O STF, por maioria (vencido o Min. Marco Aurélio), entendeu que leis antinepotismo não se enquadram na reserva de iniciativa do Executivo porque: (i) não regulam propriamente o regime jurídico dos servidores ou a estrutura organizacional do Executivo, mas impõem parâmetros éticos e morais à Administração Pública como um todo; (ii) os princípios da moralidade e da impessoalidade inscritos no art. 37, caput, da CF têm aplicabilidade imediata, independentemente de lei, conforme assentado no RE 579.951/RN (paradigma da Súmula Vinculante nº 13); (iii) se os princípios constitucionais nem sequer precisam de lei para serem observados, não há como sustentar reserva de iniciativa ao Executivo para norma que apenas lhes confere eficácia específica.
Dispositivos constitucionais centrais: art. 37, caput (princípios da moralidade, impessoalidade, legalidade e publicidade); art. 61, § 1º, II, 'c' (iniciativa privativa do Executivo em matéria de regime jurídico de servidores); art. 103, § 3º (papel do AGU como curador da presunção de constitucionalidade); art. 125, § 2º, da CF (controle normativo estadual).
Precedentes relevantes citados: RE 183.952/RS (Min. N.S., 2ª Turma, 2002 — afastou vício formal em lei antiepotismo municipal); ADI 1.521/RS (mérito julgado em 19.6.2013, Rel. Min. R.L. — vedação ao nepotismo visa isonomia, impessoalidade e moralidade); RE 579.951/RN (Plenário, 2008 — a vedação ao nepotismo decorre diretamente do art. 37, caput, da CF, sem necessidade de lei formal); Súmula Vinculante nº 13 (nomeação de cônjuge, companheiro ou parente até o terceiro grau para cargos em comissão viola a Constituição); REs 308.340 e 372.911 (decisões monocráticas no mesmo sentido).

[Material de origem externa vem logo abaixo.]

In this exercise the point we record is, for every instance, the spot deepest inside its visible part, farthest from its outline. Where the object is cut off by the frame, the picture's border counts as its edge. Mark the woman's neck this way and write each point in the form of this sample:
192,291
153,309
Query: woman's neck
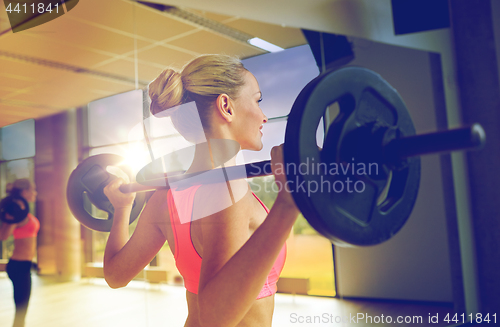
214,153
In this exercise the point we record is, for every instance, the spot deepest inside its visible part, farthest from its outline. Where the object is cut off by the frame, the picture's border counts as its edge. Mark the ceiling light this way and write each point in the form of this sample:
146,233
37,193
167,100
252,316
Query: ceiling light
264,45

A divergência do Min. Marco Aurélio assentou-se na tese de que a lei municipal dispunha sobre relação jurídica entre o Executivo e seus prestadores de serviço, matéria que, segundo ele, está coberta pela reserva de iniciativa, tendo endossado o entendimento do TJRS. O Min. Luiz Fux, embora acompanhando a maioria, registrou em obiter dictum que a lei municipal era materialmente mais restrita do que a Súmula Vinculante nº 13, por alcançar apenas parentes até o segundo grau, enquanto a Súmula abrange até o terceiro grau.